Monday, 17 March 2014

The Crimean Crisis: Implications for Political Science

A guest post on the Crimean crisis from Prof Peter Rutland, who is currently visiting the department from Wesleyan University.

The Russian invasion of Crimea blindsided international observers. Just the week before US Congressional leaders received a briefing from the Director of National Intelligence in which they were assured that Russian military action was unlikely. The British understanding was no better. Sir Tony Brenton, British ambassador to Russia 2004-08, wrote in the Financial Times on February 24 that the idea of a Russian military response was a ‘dark fantasy’.

It is not just spies and diplomats, but also scholars, who are scrambling for answers. Putin's efforts to derail Ukraine's integration with the European Union directly contradict liberal institutionalists who argue that globalization has made the nation state redundant. Cue complaints that Putin is living in a ‘19th century time warp’. Make that 18th century, since Catherine the Great seized Crimea in 1783 (and that is why she is called 'Great').

But Realists are also left with egg on their face, since as I discuss in this article, it is hard to argue that invading Crimea is beneficial to Russia's national interests.

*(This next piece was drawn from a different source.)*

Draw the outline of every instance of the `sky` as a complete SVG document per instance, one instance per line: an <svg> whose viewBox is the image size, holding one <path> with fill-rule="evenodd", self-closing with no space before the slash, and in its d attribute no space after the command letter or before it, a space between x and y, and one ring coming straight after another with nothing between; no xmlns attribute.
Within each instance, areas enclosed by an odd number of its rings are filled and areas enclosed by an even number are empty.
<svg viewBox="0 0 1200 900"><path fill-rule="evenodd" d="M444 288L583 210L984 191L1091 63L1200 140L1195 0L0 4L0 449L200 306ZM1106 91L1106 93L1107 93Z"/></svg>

So one is left I guess with psychological explanations, of Putin as a wounded and frustrated soul. More promising perhaps is a bureaucratic politics approach, unpacking the decision making of Russian elites, in the tradition of Jack Snyder's work on the origins of World War One, Myths of Empire. Putin's waning popularity at home left him vulnerable to a push by the security elites (siloviki) to increase their influence at the expense of the market liberals (who still control some key economic policy-making institutions).